Types of Offline Marketplaces
In addition to online marketplaces, the definition of marketplace is incomplete without discussing offline marketplaces. Brick and mortar shop shopping experiences are still popular with customers, and they can be a boon for your business when used right.
- Retail stores. The biggest and simplest example of offline marketplaces is retail stores. Many companies offer exclusive in-store discounts, limited edition products, and other perks that can’t be found online. Though retail environments don’t open their doors to any seller, it’s still a powerful way of reaching customers. If you're a wholesaler, build relationships with retailers as soon as you acquire a wholesale license so they can see why they should carry your goods.
- Street vendors and flea markets. Love finding a rare deal in person? You can still do so at the thousands of flea markets and street vendor events that happen yearly. If you’re normally selling food online but don’t have a physical presence, you can get an influx of new customers with a food truck at seasonal events. This is a form of online to offline marketing. The inverse holds true for businesses that haven’t built their digital presence yet.
- Farmers’ markets. Shopping farmers’ markets is an age-old way to pick up fresh produce and discover new producers. It’s also a great way to get your goods in front of new customers, if it’s the right audience. Part of the appeal of these markets is their seasonality. If you take advantage of this window of opportunity, it can strengthen your online business and vice versa.

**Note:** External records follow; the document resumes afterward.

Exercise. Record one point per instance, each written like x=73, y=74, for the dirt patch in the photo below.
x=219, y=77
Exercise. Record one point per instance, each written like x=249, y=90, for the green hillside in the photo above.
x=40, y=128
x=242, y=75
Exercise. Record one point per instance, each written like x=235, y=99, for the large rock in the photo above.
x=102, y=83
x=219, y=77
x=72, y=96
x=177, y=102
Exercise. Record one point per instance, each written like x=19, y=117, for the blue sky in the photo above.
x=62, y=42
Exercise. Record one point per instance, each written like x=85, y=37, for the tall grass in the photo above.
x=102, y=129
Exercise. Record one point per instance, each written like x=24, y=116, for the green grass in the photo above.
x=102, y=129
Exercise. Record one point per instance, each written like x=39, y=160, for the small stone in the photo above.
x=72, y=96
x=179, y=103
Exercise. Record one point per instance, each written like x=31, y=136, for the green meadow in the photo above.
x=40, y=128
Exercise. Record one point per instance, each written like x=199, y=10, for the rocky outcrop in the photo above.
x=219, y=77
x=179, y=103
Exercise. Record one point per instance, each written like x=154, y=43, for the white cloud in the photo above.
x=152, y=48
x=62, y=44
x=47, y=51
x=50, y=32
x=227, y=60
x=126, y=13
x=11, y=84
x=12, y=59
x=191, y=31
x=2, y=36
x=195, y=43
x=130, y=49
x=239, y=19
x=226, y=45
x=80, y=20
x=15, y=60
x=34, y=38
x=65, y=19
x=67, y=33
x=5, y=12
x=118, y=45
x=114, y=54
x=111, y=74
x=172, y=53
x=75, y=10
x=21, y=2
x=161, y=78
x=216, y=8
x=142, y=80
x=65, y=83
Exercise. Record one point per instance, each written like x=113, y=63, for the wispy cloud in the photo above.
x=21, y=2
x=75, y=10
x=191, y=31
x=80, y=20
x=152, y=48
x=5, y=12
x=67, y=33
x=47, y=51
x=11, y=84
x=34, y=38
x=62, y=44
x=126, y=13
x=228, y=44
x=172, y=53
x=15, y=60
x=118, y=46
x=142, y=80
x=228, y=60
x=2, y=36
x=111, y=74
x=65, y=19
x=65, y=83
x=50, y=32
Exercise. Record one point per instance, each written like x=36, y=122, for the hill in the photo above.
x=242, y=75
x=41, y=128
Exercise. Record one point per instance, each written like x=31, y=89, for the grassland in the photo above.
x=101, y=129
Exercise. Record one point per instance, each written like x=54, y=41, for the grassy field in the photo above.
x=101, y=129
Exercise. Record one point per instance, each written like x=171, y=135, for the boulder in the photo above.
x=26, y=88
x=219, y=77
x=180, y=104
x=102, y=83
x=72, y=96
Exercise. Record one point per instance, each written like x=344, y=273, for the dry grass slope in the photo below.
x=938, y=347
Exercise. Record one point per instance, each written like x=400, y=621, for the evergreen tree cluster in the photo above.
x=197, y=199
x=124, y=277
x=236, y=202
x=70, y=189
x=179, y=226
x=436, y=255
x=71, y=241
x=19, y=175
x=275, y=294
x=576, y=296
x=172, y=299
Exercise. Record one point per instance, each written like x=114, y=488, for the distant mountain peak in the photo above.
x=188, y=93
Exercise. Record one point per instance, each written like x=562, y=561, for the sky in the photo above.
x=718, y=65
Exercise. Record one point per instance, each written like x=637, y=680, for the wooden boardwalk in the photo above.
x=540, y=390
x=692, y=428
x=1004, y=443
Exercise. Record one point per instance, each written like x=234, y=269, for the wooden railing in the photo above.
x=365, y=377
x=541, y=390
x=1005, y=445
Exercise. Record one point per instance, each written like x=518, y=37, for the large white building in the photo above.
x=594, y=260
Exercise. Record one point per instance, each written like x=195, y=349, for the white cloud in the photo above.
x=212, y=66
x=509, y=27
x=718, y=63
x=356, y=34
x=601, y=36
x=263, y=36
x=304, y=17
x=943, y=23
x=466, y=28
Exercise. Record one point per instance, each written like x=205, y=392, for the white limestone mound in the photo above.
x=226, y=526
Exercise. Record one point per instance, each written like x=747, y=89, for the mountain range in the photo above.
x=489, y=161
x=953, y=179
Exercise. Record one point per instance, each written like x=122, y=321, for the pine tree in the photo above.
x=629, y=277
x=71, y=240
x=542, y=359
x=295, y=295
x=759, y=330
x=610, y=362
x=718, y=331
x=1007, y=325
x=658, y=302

- Industry trade shows. Despite the comparatively little attention they receive, trade shows are still a great way to discover products. Depending on what they sell, some vendors bring samples or a limited quantity of products for buyers to examine. If the trade show you’re attending allows products to be bought and sold, take advantage of this opportunity.
Finding the Right Market for Your Products
Understanding the right market fit for your goods and selling them efficiently takes time. Choosing the best online marketplace to sell in is a crucial choice in your business journey. In addition to a strong brand presence in your market, it’s important to build relationships early so customers can become familiar with your work.
Develop the highest quality products you can and sell them with a strong eCommerce marketing strategy. The more buyers see how much your goods rock, the easier it will be to learn how to sell on marketplace and increase eCommerce sales.